2012-10-17



Risoleta C Pinto Pedro


"JÁ COMEMOS QUASE OS TREMOÇOS TODOS"

Vinha no mesmo Expresso que eu. Eu um pouco mais à frente, ela mais atrás com outra menina; num banco ao lado, a avó.

Percebi, pela conversa, que vinham de muito longe e as meninas perguntavam amiúde se ainda faltava muito.

As respostas eram absolutamente desconcertantes, pelo menos para mim. A duas horas do destino era-lhes respondido que faltava ora uma hora, ora uma hora e meia. Com duas paragens pelo meio, era-lhes dito que saíam já na próxima paragem. Tanto, que inicialmente até pensei que iriam sair em Tomar ou Torres Novas. Um prodígio de incoerência. Assim são os adultos.

Percebi, também, que os pais das meninas vinham no carro, um pouco mais à frente ou um pouco mais atrás da camioneta, mas também se dirigiam a Lisboa.

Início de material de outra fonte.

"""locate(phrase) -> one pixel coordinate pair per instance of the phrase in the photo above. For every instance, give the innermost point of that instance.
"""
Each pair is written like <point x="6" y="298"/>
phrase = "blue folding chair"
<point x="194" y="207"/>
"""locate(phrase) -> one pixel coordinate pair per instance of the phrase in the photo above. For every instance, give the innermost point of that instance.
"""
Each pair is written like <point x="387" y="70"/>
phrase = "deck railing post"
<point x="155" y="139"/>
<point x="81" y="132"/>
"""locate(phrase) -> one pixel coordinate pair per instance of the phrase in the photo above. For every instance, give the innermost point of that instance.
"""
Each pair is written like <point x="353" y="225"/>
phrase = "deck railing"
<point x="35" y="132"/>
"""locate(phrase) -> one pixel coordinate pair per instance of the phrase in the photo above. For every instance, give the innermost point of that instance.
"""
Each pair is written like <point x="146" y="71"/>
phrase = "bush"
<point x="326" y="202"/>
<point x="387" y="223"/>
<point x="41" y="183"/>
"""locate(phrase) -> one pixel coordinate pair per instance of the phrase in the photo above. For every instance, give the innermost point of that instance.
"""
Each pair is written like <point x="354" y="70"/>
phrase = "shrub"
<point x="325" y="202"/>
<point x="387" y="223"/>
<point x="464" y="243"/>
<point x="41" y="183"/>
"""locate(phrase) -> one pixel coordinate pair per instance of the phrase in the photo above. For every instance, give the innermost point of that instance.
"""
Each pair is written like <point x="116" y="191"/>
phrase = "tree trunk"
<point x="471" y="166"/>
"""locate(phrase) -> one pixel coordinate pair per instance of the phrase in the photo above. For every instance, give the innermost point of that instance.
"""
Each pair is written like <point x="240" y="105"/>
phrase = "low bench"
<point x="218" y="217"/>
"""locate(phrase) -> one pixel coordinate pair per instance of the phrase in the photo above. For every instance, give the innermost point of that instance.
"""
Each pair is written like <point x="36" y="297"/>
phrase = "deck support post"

Às tantas, ouvi a menina a falar ao telemóvel com a mãe, e dizia:

"Já andámos bué, mamã." E repetia o que parecia ser uma pergunta da mãe, do outro lado: "Onde é que nós estamos?"

Era a mãe a tentar saber. Neste momento, a menina perguntava à avó, que não lhe sabia dizer e seguidamente respondia sem o mínimo de fiabilidade. A inteligente menina não se atrapalhou e não deixou de prestar à mãe a informação pedida: " Olha, já comemos quase os tremoços todos..."

Eu fiquei encantada com o rigor da localização. Sem ironia. Para uma mãe, não poderia haver uma descrição mais exata acerca da localização da filha. Uma mãe sabe, perfeitamente, quantos tremoços a sua filha come por quilómetro. Uma mãe (que também pode ser um pai...) sabe com mais rigor quantos tremoços a filha come por quilómetro do que o pai sabe quantos litros o carro consome aos 100. E a filha sabe que ela sabe.